Naquela organização, normalmente preguiçosa e como que combalida, opera-se, num segundo, uma transfiguração completa, ao sobrevir qualquer incidente que lhe exija o desencadear repentino da energia adormida apenas. O homem, de golpe, transmuda-se; empertiga-se soberano de força e de audácia; a cabeça firma-se enérgica sobre os ombros possantes, iluminada por um olhar atrevido; corrigem-se, prestes, todos os defeitos do relaxamento habitual dos órgãos; e, da figura deprimida do tabaréu desgracioso, irrompe bruscamente a feição dominadora de um titã bronzeado e potente, num desdobramento surpreendedor de força e agilidade extraordinárias.
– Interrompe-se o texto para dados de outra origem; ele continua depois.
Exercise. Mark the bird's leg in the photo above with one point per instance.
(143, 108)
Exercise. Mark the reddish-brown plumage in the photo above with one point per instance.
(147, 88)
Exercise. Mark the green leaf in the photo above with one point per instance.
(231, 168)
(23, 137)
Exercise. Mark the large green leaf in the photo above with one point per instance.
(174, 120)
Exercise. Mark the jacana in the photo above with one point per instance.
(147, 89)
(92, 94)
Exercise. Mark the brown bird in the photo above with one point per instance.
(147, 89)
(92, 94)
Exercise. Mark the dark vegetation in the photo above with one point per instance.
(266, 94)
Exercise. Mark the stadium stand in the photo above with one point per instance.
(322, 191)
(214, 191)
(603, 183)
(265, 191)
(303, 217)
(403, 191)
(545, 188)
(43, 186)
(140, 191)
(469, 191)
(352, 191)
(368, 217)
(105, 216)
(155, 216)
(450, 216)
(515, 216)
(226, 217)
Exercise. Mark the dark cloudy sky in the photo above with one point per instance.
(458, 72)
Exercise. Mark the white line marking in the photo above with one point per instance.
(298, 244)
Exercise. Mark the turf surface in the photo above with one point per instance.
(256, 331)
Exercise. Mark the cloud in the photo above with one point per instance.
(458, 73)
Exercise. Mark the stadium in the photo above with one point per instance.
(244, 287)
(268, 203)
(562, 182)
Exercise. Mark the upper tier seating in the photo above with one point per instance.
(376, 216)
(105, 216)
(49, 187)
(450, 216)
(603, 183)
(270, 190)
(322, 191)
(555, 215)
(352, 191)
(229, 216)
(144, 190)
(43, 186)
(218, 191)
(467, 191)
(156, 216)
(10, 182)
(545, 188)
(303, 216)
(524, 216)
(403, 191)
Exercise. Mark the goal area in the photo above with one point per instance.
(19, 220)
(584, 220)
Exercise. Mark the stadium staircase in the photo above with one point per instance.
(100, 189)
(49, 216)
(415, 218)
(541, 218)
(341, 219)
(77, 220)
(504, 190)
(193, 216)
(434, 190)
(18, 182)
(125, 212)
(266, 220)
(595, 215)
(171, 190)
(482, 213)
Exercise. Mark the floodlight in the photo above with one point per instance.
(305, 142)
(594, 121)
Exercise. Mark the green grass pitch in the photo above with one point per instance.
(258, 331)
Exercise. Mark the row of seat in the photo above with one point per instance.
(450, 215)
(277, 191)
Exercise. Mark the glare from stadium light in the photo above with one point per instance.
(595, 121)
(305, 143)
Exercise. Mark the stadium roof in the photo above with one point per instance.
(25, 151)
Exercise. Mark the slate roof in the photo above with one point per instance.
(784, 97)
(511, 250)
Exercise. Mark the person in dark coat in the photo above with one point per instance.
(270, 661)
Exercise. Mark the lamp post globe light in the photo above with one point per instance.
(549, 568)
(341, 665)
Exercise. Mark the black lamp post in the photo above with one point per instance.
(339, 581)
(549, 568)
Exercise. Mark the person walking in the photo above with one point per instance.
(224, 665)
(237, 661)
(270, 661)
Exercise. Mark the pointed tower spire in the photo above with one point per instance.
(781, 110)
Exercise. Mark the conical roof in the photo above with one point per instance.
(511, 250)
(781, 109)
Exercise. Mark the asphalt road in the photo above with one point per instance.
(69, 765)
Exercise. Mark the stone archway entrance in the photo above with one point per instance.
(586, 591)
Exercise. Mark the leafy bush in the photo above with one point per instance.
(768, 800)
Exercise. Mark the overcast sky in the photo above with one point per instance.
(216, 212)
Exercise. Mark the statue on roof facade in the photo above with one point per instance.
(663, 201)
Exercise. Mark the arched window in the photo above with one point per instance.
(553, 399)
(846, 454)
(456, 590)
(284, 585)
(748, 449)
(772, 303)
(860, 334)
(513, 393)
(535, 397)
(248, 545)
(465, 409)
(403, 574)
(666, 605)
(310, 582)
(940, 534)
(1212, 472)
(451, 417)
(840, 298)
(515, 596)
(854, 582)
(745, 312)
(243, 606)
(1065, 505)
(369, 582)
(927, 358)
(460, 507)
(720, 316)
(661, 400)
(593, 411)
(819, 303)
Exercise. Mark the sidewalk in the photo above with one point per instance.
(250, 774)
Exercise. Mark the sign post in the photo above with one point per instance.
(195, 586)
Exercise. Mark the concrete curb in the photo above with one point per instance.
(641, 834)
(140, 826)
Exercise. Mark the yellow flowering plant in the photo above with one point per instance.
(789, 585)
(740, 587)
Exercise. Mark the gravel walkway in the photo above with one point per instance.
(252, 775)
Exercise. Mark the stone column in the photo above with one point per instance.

É impossível imaginar-se um cavaleiro mais descuidado e despretensioso — sem posição, pernas coladas ao bojo do animal, tronco pendido para a frente e oscilando à feição da andadura dos pequenos cavalos do sertão, desferrados e maltratados, resistentes e rápidos como poucos. Mas se uma rês alevantada envereda esquiva pela caatinga garranchenta ei-lo que se transmuda — violento e ágil — cravando os acicates de rosetas largas nas ilhargas da montaria e partindo como uma flecha, atufando-se velozmente no seio trançado das juremas.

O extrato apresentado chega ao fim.